Description We have mainly investigated two examples of gene copy number variation in the human genome, the (digestive) salivary amylase gene, and the (antimicrobial) alpha-defensin genes. In the salivary amylase variation we have discovered unexpected new levels of variation, demonstrating that the salivary amylase gene variation is coupled to similar variation in the pancreatic amylase genes. We conclude that previous findings on the functional effects of the salivary amylase genes may have been misinterpreted - it is now possible that the effects observed were actually effects of the pancreatic amylase genes. These issues are of particular interest because of recent claims that salivary amylase gene copy number variation is a major predisposing factor to obesity.

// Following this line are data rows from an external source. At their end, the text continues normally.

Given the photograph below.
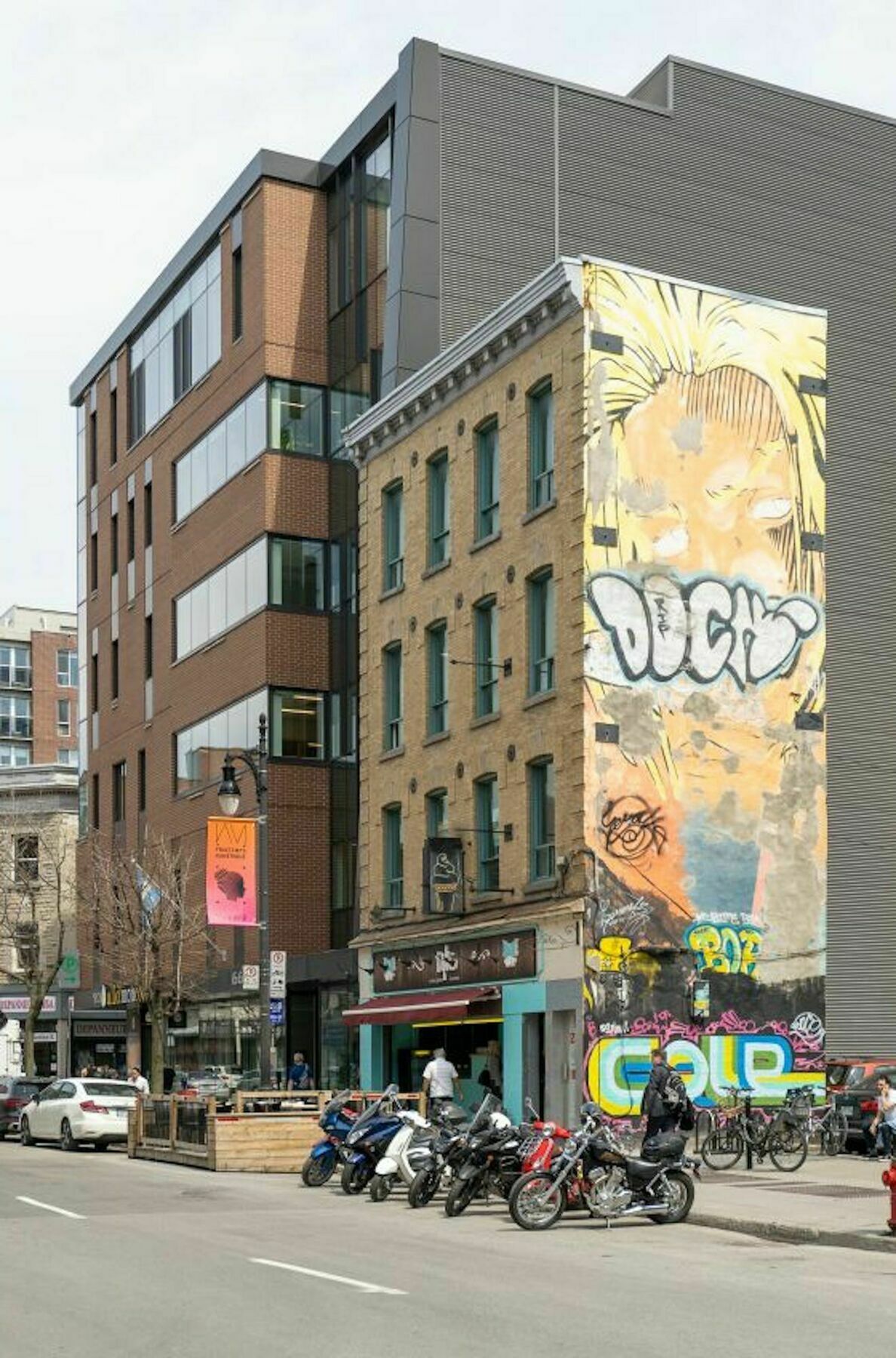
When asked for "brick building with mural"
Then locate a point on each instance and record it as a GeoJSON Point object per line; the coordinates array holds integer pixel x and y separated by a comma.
{"type": "Point", "coordinates": [592, 625]}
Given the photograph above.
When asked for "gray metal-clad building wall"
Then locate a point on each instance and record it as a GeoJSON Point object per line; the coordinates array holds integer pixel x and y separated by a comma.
{"type": "Point", "coordinates": [762, 190]}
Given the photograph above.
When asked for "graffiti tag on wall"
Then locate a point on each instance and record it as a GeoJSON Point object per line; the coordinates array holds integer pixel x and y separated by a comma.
{"type": "Point", "coordinates": [663, 628]}
{"type": "Point", "coordinates": [617, 1069]}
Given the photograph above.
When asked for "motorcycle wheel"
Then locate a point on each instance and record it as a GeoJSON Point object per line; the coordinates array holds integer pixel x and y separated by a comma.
{"type": "Point", "coordinates": [424, 1187]}
{"type": "Point", "coordinates": [459, 1197]}
{"type": "Point", "coordinates": [787, 1149]}
{"type": "Point", "coordinates": [380, 1187]}
{"type": "Point", "coordinates": [354, 1178]}
{"type": "Point", "coordinates": [317, 1171]}
{"type": "Point", "coordinates": [723, 1148]}
{"type": "Point", "coordinates": [679, 1197]}
{"type": "Point", "coordinates": [536, 1202]}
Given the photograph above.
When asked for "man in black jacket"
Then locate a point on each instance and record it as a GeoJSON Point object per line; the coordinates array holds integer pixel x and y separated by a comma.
{"type": "Point", "coordinates": [653, 1105]}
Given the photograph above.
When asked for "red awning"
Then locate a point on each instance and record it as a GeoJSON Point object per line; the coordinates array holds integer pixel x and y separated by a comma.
{"type": "Point", "coordinates": [420, 1006]}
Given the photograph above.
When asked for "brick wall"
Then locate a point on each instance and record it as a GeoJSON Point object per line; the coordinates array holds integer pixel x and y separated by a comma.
{"type": "Point", "coordinates": [284, 336]}
{"type": "Point", "coordinates": [524, 728]}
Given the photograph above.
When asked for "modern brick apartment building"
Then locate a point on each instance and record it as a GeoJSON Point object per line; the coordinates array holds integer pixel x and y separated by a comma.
{"type": "Point", "coordinates": [451, 190]}
{"type": "Point", "coordinates": [38, 687]}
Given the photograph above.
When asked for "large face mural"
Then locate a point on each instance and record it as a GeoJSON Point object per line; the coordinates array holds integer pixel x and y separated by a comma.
{"type": "Point", "coordinates": [705, 674]}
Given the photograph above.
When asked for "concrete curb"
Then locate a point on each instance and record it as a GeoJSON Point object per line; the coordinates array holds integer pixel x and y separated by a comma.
{"type": "Point", "coordinates": [884, 1243]}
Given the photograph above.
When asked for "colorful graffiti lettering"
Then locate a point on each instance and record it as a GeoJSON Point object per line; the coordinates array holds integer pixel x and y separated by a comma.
{"type": "Point", "coordinates": [617, 1069]}
{"type": "Point", "coordinates": [729, 948]}
{"type": "Point", "coordinates": [663, 628]}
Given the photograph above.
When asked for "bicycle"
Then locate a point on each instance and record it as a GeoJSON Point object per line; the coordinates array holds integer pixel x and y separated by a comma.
{"type": "Point", "coordinates": [743, 1127]}
{"type": "Point", "coordinates": [826, 1127]}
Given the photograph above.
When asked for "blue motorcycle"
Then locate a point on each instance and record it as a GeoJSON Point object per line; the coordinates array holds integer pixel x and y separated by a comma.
{"type": "Point", "coordinates": [367, 1141]}
{"type": "Point", "coordinates": [336, 1122]}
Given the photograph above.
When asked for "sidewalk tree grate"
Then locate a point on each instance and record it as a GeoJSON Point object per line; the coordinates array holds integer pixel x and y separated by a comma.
{"type": "Point", "coordinates": [828, 1190]}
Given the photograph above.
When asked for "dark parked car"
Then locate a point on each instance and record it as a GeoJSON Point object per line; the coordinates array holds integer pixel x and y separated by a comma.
{"type": "Point", "coordinates": [15, 1091]}
{"type": "Point", "coordinates": [858, 1099]}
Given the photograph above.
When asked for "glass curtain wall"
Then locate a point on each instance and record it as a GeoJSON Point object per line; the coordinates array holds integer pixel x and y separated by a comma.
{"type": "Point", "coordinates": [357, 224]}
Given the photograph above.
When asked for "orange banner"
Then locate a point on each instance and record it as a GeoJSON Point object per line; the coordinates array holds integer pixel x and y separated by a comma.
{"type": "Point", "coordinates": [231, 896]}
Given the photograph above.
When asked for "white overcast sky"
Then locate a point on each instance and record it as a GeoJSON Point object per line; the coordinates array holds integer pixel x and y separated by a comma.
{"type": "Point", "coordinates": [122, 122]}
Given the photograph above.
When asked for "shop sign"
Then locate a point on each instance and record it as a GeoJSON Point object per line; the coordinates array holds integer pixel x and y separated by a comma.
{"type": "Point", "coordinates": [443, 876]}
{"type": "Point", "coordinates": [115, 997]}
{"type": "Point", "coordinates": [278, 975]}
{"type": "Point", "coordinates": [465, 962]}
{"type": "Point", "coordinates": [230, 871]}
{"type": "Point", "coordinates": [84, 1028]}
{"type": "Point", "coordinates": [20, 1005]}
{"type": "Point", "coordinates": [69, 972]}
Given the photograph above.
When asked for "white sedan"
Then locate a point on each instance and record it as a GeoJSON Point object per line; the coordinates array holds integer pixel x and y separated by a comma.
{"type": "Point", "coordinates": [75, 1111]}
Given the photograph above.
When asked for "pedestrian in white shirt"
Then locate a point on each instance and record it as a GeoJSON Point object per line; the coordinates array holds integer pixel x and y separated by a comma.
{"type": "Point", "coordinates": [440, 1079]}
{"type": "Point", "coordinates": [884, 1125]}
{"type": "Point", "coordinates": [139, 1081]}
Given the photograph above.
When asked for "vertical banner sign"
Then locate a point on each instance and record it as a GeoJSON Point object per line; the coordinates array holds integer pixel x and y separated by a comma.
{"type": "Point", "coordinates": [278, 975]}
{"type": "Point", "coordinates": [230, 872]}
{"type": "Point", "coordinates": [443, 876]}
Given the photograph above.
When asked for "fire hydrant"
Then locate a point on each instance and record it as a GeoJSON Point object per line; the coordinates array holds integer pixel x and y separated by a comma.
{"type": "Point", "coordinates": [888, 1179]}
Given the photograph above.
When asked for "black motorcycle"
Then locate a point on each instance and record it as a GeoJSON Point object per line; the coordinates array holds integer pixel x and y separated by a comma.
{"type": "Point", "coordinates": [595, 1172]}
{"type": "Point", "coordinates": [490, 1164]}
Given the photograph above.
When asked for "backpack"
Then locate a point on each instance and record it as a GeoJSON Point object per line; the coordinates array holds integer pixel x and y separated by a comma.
{"type": "Point", "coordinates": [674, 1093]}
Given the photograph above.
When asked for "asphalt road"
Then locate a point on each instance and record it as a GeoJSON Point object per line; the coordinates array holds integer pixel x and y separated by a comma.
{"type": "Point", "coordinates": [166, 1262]}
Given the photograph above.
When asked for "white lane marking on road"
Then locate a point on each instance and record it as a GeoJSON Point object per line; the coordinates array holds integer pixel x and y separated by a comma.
{"type": "Point", "coordinates": [61, 1212]}
{"type": "Point", "coordinates": [315, 1273]}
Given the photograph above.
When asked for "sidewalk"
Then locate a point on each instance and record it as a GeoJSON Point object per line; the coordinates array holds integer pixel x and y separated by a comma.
{"type": "Point", "coordinates": [835, 1201]}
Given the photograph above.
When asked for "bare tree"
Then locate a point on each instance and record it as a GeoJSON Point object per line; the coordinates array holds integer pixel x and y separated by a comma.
{"type": "Point", "coordinates": [37, 902]}
{"type": "Point", "coordinates": [151, 929]}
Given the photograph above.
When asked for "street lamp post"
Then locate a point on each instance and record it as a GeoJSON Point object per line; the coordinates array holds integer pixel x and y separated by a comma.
{"type": "Point", "coordinates": [229, 799]}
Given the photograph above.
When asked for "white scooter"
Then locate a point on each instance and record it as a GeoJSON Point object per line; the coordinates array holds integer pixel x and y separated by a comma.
{"type": "Point", "coordinates": [405, 1154]}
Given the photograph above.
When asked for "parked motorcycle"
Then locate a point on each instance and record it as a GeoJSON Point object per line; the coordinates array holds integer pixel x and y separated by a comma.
{"type": "Point", "coordinates": [611, 1184]}
{"type": "Point", "coordinates": [444, 1154]}
{"type": "Point", "coordinates": [405, 1154]}
{"type": "Point", "coordinates": [336, 1122]}
{"type": "Point", "coordinates": [492, 1164]}
{"type": "Point", "coordinates": [371, 1134]}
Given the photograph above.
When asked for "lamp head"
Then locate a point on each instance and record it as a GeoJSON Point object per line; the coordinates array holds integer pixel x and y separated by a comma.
{"type": "Point", "coordinates": [229, 791]}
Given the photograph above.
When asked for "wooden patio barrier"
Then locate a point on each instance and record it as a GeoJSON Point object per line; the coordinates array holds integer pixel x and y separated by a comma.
{"type": "Point", "coordinates": [275, 1138]}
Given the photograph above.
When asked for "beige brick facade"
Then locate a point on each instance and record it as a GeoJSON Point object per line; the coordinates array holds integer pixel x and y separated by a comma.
{"type": "Point", "coordinates": [524, 728]}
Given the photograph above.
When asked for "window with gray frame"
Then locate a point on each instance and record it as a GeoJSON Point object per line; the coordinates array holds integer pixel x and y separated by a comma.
{"type": "Point", "coordinates": [15, 667]}
{"type": "Point", "coordinates": [176, 348]}
{"type": "Point", "coordinates": [298, 724]}
{"type": "Point", "coordinates": [436, 678]}
{"type": "Point", "coordinates": [393, 859]}
{"type": "Point", "coordinates": [488, 480]}
{"type": "Point", "coordinates": [298, 417]}
{"type": "Point", "coordinates": [393, 697]}
{"type": "Point", "coordinates": [542, 631]}
{"type": "Point", "coordinates": [298, 573]}
{"type": "Point", "coordinates": [15, 716]}
{"type": "Point", "coordinates": [220, 454]}
{"type": "Point", "coordinates": [486, 808]}
{"type": "Point", "coordinates": [393, 536]}
{"type": "Point", "coordinates": [541, 429]}
{"type": "Point", "coordinates": [541, 780]}
{"type": "Point", "coordinates": [439, 511]}
{"type": "Point", "coordinates": [66, 668]}
{"type": "Point", "coordinates": [436, 813]}
{"type": "Point", "coordinates": [486, 671]}
{"type": "Point", "coordinates": [200, 748]}
{"type": "Point", "coordinates": [222, 601]}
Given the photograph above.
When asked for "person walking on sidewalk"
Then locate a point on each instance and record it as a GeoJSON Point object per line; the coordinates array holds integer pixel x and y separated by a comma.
{"type": "Point", "coordinates": [439, 1081]}
{"type": "Point", "coordinates": [882, 1134]}
{"type": "Point", "coordinates": [664, 1096]}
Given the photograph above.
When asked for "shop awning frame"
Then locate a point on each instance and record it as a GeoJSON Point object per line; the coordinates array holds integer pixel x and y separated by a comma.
{"type": "Point", "coordinates": [420, 1004]}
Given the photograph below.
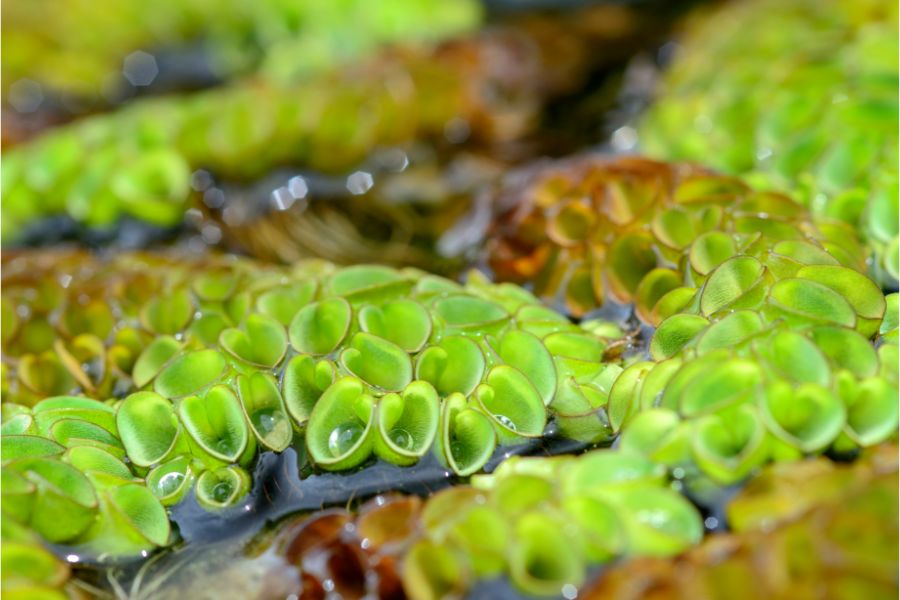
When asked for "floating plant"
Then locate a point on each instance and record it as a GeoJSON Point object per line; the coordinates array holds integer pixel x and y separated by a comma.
{"type": "Point", "coordinates": [264, 36]}
{"type": "Point", "coordinates": [359, 362]}
{"type": "Point", "coordinates": [535, 520]}
{"type": "Point", "coordinates": [811, 505]}
{"type": "Point", "coordinates": [823, 123]}
{"type": "Point", "coordinates": [765, 322]}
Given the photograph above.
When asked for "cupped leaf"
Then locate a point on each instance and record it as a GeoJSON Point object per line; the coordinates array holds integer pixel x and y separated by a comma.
{"type": "Point", "coordinates": [601, 527]}
{"type": "Point", "coordinates": [132, 521]}
{"type": "Point", "coordinates": [729, 444]}
{"type": "Point", "coordinates": [809, 417]}
{"type": "Point", "coordinates": [466, 438]}
{"type": "Point", "coordinates": [64, 502]}
{"type": "Point", "coordinates": [432, 572]}
{"type": "Point", "coordinates": [660, 435]}
{"type": "Point", "coordinates": [377, 361]}
{"type": "Point", "coordinates": [810, 301]}
{"type": "Point", "coordinates": [264, 410]}
{"type": "Point", "coordinates": [171, 480]}
{"type": "Point", "coordinates": [598, 473]}
{"type": "Point", "coordinates": [17, 494]}
{"type": "Point", "coordinates": [872, 412]}
{"type": "Point", "coordinates": [305, 379]}
{"type": "Point", "coordinates": [262, 342]}
{"type": "Point", "coordinates": [455, 364]}
{"type": "Point", "coordinates": [512, 403]}
{"type": "Point", "coordinates": [407, 423]}
{"type": "Point", "coordinates": [215, 285]}
{"type": "Point", "coordinates": [168, 314]}
{"type": "Point", "coordinates": [14, 447]}
{"type": "Point", "coordinates": [221, 488]}
{"type": "Point", "coordinates": [339, 431]}
{"type": "Point", "coordinates": [711, 250]}
{"type": "Point", "coordinates": [152, 360]}
{"type": "Point", "coordinates": [543, 558]}
{"type": "Point", "coordinates": [797, 357]}
{"type": "Point", "coordinates": [525, 352]}
{"type": "Point", "coordinates": [674, 333]}
{"type": "Point", "coordinates": [189, 373]}
{"type": "Point", "coordinates": [50, 410]}
{"type": "Point", "coordinates": [75, 432]}
{"type": "Point", "coordinates": [730, 284]}
{"type": "Point", "coordinates": [148, 427]}
{"type": "Point", "coordinates": [731, 331]}
{"type": "Point", "coordinates": [89, 459]}
{"type": "Point", "coordinates": [405, 323]}
{"type": "Point", "coordinates": [282, 303]}
{"type": "Point", "coordinates": [368, 283]}
{"type": "Point", "coordinates": [216, 423]}
{"type": "Point", "coordinates": [658, 521]}
{"type": "Point", "coordinates": [320, 327]}
{"type": "Point", "coordinates": [858, 290]}
{"type": "Point", "coordinates": [708, 391]}
{"type": "Point", "coordinates": [465, 314]}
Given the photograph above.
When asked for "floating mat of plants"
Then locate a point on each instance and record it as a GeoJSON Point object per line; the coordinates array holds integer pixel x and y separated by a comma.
{"type": "Point", "coordinates": [798, 529]}
{"type": "Point", "coordinates": [802, 95]}
{"type": "Point", "coordinates": [142, 379]}
{"type": "Point", "coordinates": [457, 114]}
{"type": "Point", "coordinates": [51, 49]}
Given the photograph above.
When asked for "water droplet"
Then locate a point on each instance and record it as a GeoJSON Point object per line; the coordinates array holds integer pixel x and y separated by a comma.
{"type": "Point", "coordinates": [266, 422]}
{"type": "Point", "coordinates": [343, 437]}
{"type": "Point", "coordinates": [221, 491]}
{"type": "Point", "coordinates": [506, 422]}
{"type": "Point", "coordinates": [401, 438]}
{"type": "Point", "coordinates": [169, 483]}
{"type": "Point", "coordinates": [456, 449]}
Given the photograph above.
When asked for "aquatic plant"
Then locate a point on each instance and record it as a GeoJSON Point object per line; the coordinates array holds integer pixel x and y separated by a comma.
{"type": "Point", "coordinates": [109, 166]}
{"type": "Point", "coordinates": [763, 347]}
{"type": "Point", "coordinates": [540, 521]}
{"type": "Point", "coordinates": [809, 107]}
{"type": "Point", "coordinates": [52, 48]}
{"type": "Point", "coordinates": [797, 528]}
{"type": "Point", "coordinates": [192, 368]}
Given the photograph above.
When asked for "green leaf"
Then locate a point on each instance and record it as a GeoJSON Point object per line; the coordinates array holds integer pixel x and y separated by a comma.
{"type": "Point", "coordinates": [282, 303]}
{"type": "Point", "coordinates": [378, 362]}
{"type": "Point", "coordinates": [729, 283]}
{"type": "Point", "coordinates": [264, 410]}
{"type": "Point", "coordinates": [64, 503]}
{"type": "Point", "coordinates": [512, 403]}
{"type": "Point", "coordinates": [466, 438]}
{"type": "Point", "coordinates": [171, 480]}
{"type": "Point", "coordinates": [809, 417]}
{"type": "Point", "coordinates": [729, 444]}
{"type": "Point", "coordinates": [526, 353]}
{"type": "Point", "coordinates": [407, 423]}
{"type": "Point", "coordinates": [455, 364]}
{"type": "Point", "coordinates": [338, 434]}
{"type": "Point", "coordinates": [543, 558]}
{"type": "Point", "coordinates": [674, 333]}
{"type": "Point", "coordinates": [810, 301]}
{"type": "Point", "coordinates": [222, 488]}
{"type": "Point", "coordinates": [190, 373]}
{"type": "Point", "coordinates": [403, 322]}
{"type": "Point", "coordinates": [872, 412]}
{"type": "Point", "coordinates": [262, 341]}
{"type": "Point", "coordinates": [152, 360]}
{"type": "Point", "coordinates": [216, 423]}
{"type": "Point", "coordinates": [148, 427]}
{"type": "Point", "coordinates": [858, 290]}
{"type": "Point", "coordinates": [320, 327]}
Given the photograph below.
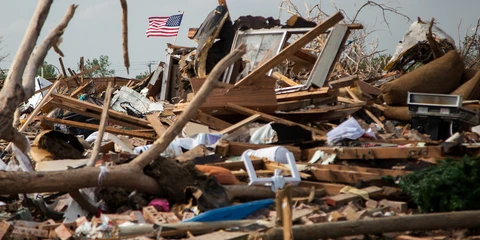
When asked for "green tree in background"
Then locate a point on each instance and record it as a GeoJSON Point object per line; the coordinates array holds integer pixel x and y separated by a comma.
{"type": "Point", "coordinates": [104, 69]}
{"type": "Point", "coordinates": [143, 75]}
{"type": "Point", "coordinates": [49, 71]}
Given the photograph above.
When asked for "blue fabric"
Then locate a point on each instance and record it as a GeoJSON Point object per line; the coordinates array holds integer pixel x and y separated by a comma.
{"type": "Point", "coordinates": [236, 212]}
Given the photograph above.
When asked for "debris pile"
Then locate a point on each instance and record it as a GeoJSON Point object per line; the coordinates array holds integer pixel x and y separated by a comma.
{"type": "Point", "coordinates": [252, 135]}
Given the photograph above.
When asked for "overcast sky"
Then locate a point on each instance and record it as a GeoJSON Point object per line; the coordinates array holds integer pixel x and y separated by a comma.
{"type": "Point", "coordinates": [96, 27]}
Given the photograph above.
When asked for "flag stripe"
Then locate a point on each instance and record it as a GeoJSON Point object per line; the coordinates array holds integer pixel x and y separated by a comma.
{"type": "Point", "coordinates": [164, 26]}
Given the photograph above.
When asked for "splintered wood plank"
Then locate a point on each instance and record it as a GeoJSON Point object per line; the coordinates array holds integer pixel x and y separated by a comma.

At the alpha-defensin genes we have studied the variation and its relationship to expression. We have been able to define the global variation in detail, which is of particular application in the study of the kidney disease IgA nephropathy, in which alpha-defensin variation is implicated. We have also shown that (contrary to earlier findings) there is no significant association between gene copy number and the amounts of alpha-defensin in blood cells.
Exploitation Route Our findings on the amylase variation will clarify the ongoing controversy about whether there really is a link between amylase variation and obesity. Our alpha-defensin discoveries will be key to understanding the role of this variation in IgA nephropathy.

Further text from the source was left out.